A normal nap length for a 3 year old is 1-3 hours on average3. If you feel like your 3 year old’s naps are longer than this make sure that they are getting enough sleep at night. They should be having the 10-13 hours in every 24 hour period that the National sleep foundation suggests. If not then adjust their bedtime accordingly.


The best nap schedules are consistent. Your 3 year olds internal circadian rhythms love regularity (Internal sleep cycle). Napping isn’t as important for some children than others. It has now been shown in research than nighttime sleep is much more important than daytime napping.

So, if your 3 year old decides to ditch their last remaining afternoon nap, let them. Just make sure you move their bedtime earlier to make up for any lost sleep. It’s all part of them growing up and starting on the path to a healthy adult sleep cycle.

As parents, we can get too stressed out about naps. Maybe it comes from remembering when they were younger and had 90-minute sleep/wake cycles day and night (As cute as my babies were back then I wouldn’t want to go back to that). But our children are always developing and growing. They are just growing out of their naps. Most will have dropped them altogether by age 5 and some even sooner.
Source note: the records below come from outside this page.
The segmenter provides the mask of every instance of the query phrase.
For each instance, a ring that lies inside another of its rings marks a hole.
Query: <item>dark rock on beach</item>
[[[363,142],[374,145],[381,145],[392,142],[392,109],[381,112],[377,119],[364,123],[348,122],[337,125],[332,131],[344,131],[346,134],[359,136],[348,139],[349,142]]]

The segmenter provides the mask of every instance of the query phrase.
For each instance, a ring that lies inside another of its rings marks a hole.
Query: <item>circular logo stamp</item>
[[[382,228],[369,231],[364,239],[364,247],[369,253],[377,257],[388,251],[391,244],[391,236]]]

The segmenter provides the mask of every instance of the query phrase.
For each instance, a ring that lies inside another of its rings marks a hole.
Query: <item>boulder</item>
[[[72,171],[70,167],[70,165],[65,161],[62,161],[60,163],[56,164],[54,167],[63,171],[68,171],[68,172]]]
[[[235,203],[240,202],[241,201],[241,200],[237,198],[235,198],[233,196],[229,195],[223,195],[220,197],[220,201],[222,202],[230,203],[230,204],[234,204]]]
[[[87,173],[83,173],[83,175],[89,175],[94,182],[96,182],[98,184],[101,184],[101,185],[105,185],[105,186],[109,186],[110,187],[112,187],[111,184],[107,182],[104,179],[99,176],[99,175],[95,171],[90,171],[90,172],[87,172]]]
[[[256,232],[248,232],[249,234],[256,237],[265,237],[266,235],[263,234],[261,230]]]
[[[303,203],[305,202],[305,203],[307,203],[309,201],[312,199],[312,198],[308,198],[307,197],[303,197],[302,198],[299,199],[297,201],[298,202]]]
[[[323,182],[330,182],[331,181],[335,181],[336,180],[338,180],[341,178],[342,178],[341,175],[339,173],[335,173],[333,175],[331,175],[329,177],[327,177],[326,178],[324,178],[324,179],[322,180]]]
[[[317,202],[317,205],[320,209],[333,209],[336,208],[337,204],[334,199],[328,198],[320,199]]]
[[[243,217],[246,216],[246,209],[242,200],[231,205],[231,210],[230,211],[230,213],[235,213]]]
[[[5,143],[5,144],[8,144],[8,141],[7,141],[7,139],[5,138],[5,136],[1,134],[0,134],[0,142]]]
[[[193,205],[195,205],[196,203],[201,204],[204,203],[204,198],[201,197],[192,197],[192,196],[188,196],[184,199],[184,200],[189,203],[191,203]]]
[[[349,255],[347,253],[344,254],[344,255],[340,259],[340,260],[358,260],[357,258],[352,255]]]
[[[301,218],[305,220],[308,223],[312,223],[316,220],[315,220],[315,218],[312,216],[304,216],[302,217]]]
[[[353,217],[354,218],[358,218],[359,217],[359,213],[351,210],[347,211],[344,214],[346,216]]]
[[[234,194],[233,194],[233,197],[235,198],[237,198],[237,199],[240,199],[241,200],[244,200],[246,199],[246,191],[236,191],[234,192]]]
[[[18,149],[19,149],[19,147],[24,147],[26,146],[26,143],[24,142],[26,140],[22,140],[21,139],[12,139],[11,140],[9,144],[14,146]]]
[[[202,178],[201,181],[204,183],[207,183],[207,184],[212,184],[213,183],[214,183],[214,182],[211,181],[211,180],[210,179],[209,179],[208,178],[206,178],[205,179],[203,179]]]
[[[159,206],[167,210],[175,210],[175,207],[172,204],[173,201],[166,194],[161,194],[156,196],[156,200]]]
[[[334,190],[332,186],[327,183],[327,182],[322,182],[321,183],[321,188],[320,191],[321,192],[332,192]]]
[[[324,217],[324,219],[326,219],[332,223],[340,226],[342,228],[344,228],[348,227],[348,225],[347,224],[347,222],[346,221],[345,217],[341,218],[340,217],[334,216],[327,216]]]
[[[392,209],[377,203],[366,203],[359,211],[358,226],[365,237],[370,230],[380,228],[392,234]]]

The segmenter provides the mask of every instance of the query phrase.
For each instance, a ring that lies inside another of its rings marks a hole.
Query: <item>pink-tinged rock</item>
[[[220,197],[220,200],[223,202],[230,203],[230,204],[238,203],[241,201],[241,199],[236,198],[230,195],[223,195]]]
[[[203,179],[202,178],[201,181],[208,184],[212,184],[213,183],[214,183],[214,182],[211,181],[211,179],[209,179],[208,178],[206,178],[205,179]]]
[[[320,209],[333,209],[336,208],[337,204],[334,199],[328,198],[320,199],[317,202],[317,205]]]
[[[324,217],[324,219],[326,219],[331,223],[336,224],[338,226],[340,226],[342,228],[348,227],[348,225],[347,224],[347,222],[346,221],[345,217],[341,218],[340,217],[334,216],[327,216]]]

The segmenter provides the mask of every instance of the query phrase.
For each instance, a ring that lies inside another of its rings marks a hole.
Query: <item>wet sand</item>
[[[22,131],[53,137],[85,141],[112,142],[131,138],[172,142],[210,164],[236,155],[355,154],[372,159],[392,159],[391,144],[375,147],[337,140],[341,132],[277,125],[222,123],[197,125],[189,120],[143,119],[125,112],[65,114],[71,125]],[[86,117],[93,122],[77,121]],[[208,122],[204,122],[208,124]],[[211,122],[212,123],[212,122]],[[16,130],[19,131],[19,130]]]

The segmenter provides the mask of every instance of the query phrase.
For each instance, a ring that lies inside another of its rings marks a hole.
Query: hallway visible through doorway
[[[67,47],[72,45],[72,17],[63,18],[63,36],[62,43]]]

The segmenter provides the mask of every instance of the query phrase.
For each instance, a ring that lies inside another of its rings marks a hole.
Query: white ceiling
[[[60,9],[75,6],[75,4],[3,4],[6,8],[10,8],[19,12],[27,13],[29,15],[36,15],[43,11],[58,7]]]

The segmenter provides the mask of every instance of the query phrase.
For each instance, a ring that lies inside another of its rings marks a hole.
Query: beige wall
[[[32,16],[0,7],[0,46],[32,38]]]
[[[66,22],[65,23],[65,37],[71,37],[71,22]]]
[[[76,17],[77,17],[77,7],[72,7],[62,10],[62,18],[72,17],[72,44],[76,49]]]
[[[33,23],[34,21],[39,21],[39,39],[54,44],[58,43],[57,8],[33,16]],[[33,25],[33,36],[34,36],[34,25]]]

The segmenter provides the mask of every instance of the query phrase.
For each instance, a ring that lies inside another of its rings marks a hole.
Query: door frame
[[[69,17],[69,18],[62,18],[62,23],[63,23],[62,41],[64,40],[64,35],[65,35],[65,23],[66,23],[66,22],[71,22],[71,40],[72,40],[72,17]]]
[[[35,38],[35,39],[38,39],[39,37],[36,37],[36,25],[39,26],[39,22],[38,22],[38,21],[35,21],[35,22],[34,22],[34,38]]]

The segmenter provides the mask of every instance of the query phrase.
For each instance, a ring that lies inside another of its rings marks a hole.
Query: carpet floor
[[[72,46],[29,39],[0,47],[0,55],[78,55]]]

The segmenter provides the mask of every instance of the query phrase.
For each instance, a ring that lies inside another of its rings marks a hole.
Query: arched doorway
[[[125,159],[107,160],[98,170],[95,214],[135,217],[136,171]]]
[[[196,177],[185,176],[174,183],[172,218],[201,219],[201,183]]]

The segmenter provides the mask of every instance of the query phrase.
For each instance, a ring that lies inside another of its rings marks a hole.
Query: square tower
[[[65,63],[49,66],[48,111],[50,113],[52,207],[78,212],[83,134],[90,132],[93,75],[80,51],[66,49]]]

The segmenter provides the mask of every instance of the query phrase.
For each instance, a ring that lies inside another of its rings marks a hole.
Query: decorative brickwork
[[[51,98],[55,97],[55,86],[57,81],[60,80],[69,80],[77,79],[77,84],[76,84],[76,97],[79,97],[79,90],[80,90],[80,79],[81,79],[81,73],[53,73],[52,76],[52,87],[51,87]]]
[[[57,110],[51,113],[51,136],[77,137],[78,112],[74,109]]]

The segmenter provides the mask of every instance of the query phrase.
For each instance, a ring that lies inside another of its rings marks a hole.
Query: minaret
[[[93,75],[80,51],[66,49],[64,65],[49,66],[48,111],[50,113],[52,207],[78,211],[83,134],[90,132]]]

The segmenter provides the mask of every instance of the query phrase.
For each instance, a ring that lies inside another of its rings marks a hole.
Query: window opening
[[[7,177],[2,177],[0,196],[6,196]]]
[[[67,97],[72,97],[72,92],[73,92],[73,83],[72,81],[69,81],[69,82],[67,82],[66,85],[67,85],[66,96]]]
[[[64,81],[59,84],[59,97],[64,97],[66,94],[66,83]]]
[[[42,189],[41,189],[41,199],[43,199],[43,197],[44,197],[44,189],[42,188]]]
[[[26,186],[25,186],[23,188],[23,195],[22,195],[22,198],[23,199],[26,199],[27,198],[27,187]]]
Just make sure your child is getting the total amount of sleep they require and don’t worry if it is happening more at night. This is great for their cognitive development! Nighttime sleep is far superior. And remember, you are doing a great job!


1. Kurdziel L, Duclos K, Spencer RM. Sleep spindles in midday naps enhance learning in preschool children. Proc Natl Acad Sci U S A. 2013;110:17267–17272.

2. Lam JC, Mahone EM, Mason T, Scharf SM. The effects of napping on cognitive function in preschoolers. J Dev Behav Pediatr. 2011;32:90–97.

3. Mednick SC. Napping helps preschoolers learn. Proc Natl Acad Sci U S A. 2013;110(43):17171-2.

4. Mindell JA, Telofski LS, Wiegand B, Kurtz ES. A nightly bedtime routine: impact on sleep in young children and maternal mood. Sleep. 2009;32(5):599-606.